Almani za pomocą kont na mediach społecznościowych wspierał działalność ISIS wokół Al-Rakka. Za pomocą łamanej angielszczyzny z automatycznego translatora publikował odezwy do europejskich muzułmanów nieznających arabskiego. W nich m. in. organizował finansowanie Państwa Islamskiego.
Na Facebook przy oferowanym "towarze" Almani zalecał "wzięcie ślubu" oraz przybycie do terytorium ISIS w Iraku oraz Syrii. Zainteresowani kupnem podważali "jakość" dziewczyn, czyli jak wyglądają. Domagali się ukazania ich z odkrytą twarzą. Protesty kupców muzułmanów zrodziła cena. Na pytanie klienta muzułmanina: "Co czyni je wartymi takiej ceny? Mają one jakieś szczególne umiejętności?" padła odpowiedź: "Nie. Podaż i popyt czynią taką cenę".
Wedle Human Rights Watch w oparciu o kurdyjskie dane z Iraku i Syrii Państwo Islamskie przetrzymuje około 1800 kobiet i nastolatek z miast Jazydów. Tradycyjna muzułmanów dopuszcza traktowanie kobiet z sekt islamu i niemuzułmanek zdobytych na polu walki jako apostatek. Za tym idzie handel niewolnicami jako zgodny z Koranem.
Wedle ustaleń Human Rights Watch (HRW) i zeznań 37 uciekinierek z rąk ISIS jazydzkie kobiety są gwałcone przez różnych mężczyzna zanim zostają sprzedane. Skye Wheeler z HRW zauważyła: "ich dzieci są od nich oddzielane".
Jak podał redaktor Rukmini Callimachi w marcu 2016 ISIS wykorzystuje antykoncepcję dla ułatwienia gwałtu na kobietach. Podczas handlu niewolnicami uzupełnieniem "towaru" są pigułki wczesnoporonne. Prawo szariatu wymaga do odbycia stosunku płciowego, aby kobieta nie była w ciąży. Bojownicy ISIS zmuszają niewolnice do spożywania tabletek antykoncepcyjnych. Wymusza się także u nich spędzenie płodu, czyli aborcji.
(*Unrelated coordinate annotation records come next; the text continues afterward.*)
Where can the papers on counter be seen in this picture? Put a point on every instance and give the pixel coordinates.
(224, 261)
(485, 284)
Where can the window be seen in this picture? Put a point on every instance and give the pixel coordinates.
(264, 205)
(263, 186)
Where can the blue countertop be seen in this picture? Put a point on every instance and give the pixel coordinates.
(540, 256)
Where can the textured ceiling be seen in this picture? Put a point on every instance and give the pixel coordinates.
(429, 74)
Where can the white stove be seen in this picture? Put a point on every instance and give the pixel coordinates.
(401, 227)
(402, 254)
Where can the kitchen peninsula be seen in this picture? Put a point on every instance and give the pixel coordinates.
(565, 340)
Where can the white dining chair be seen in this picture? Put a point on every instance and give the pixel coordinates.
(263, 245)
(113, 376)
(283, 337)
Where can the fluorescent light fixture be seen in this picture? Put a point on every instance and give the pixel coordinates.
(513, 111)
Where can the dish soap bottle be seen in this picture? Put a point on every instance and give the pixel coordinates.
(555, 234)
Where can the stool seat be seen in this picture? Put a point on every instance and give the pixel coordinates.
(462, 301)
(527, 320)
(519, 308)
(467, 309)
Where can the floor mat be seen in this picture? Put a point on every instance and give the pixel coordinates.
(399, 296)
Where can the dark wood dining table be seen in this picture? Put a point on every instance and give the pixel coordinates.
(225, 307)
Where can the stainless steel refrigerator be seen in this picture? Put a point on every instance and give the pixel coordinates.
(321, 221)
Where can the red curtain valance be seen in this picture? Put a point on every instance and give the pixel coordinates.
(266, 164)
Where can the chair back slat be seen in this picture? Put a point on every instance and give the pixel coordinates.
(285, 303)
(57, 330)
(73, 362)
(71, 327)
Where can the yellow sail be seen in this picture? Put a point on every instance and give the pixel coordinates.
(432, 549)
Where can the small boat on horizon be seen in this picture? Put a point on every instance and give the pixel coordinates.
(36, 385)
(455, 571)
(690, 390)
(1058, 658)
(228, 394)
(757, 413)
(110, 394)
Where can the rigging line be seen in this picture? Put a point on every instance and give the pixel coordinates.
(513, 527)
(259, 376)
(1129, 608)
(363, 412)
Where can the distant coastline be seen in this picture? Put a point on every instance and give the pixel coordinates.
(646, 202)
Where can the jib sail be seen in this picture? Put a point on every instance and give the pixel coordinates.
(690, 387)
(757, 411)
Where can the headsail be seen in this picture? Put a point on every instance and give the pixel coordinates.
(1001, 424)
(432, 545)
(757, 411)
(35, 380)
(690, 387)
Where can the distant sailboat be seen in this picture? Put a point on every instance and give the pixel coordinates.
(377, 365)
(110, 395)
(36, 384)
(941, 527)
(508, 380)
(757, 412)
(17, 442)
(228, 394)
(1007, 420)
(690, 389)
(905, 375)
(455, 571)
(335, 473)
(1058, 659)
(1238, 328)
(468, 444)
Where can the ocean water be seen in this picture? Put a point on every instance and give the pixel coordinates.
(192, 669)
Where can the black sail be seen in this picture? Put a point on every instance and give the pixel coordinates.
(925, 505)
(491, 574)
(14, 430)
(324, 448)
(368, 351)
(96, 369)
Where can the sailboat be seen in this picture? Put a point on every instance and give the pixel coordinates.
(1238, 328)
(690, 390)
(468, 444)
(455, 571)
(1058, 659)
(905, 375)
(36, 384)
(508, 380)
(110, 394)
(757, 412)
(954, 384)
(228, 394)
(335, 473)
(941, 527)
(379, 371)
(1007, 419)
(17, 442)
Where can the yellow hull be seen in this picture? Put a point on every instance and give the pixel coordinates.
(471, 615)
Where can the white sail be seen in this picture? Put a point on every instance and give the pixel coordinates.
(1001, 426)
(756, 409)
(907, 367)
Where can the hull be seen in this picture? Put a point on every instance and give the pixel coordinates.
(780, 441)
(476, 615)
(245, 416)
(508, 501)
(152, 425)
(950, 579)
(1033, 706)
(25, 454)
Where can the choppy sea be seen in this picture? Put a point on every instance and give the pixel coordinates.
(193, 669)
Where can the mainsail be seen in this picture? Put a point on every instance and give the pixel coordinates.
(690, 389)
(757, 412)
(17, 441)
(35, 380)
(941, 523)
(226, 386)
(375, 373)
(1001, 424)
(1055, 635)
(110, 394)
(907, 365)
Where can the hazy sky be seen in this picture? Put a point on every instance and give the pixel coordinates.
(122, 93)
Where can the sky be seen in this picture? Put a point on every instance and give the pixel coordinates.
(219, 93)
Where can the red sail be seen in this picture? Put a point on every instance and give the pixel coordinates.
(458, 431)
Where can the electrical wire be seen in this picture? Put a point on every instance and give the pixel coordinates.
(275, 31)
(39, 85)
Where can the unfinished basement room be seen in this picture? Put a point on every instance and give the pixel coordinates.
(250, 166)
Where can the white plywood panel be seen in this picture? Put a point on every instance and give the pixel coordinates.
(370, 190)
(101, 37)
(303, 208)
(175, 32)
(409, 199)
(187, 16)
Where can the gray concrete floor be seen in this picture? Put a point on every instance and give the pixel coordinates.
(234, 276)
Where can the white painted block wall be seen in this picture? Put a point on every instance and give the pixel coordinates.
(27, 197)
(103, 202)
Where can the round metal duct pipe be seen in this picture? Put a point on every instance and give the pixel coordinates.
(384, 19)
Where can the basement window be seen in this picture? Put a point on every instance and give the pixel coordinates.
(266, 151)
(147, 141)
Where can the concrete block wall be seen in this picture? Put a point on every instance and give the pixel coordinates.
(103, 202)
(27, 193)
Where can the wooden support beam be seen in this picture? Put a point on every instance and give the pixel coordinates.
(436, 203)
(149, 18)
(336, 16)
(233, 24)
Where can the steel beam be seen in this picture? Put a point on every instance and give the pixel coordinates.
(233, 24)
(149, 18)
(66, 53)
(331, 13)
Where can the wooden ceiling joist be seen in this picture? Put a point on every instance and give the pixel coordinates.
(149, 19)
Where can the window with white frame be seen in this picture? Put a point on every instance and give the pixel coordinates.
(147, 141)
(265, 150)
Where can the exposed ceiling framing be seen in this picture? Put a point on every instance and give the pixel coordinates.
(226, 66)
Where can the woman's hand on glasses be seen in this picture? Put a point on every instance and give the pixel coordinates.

Za pomocą testu hCG na obecność ciąży muzułmanie określają, czy nałożnica może być gwałcona. Wedle ustaleń ginekologa Nagham Nawzat z ONZ 5% zgwałconych w Północnym Iraku Jazydek zaszła w ciążę.
Podczas handlu kobietami kupcy otrzymują wczesnoporonne tabletki dzień po jako "środek bezpieczeństwa". Muzułmanie wywołują u swych niewolnic sztuczne poronienia. Bojownicy dla pewności stosują nawet po trzy metody zapobiegania ciąży jednocześnie.
Jazydzki dziennikarz Khider Domle podaje, o handlu kobietami przez ISIS: "Część jest sprzedawana za broń, bądź tylko za dziesięć dolarów lub dziesięć papierosów".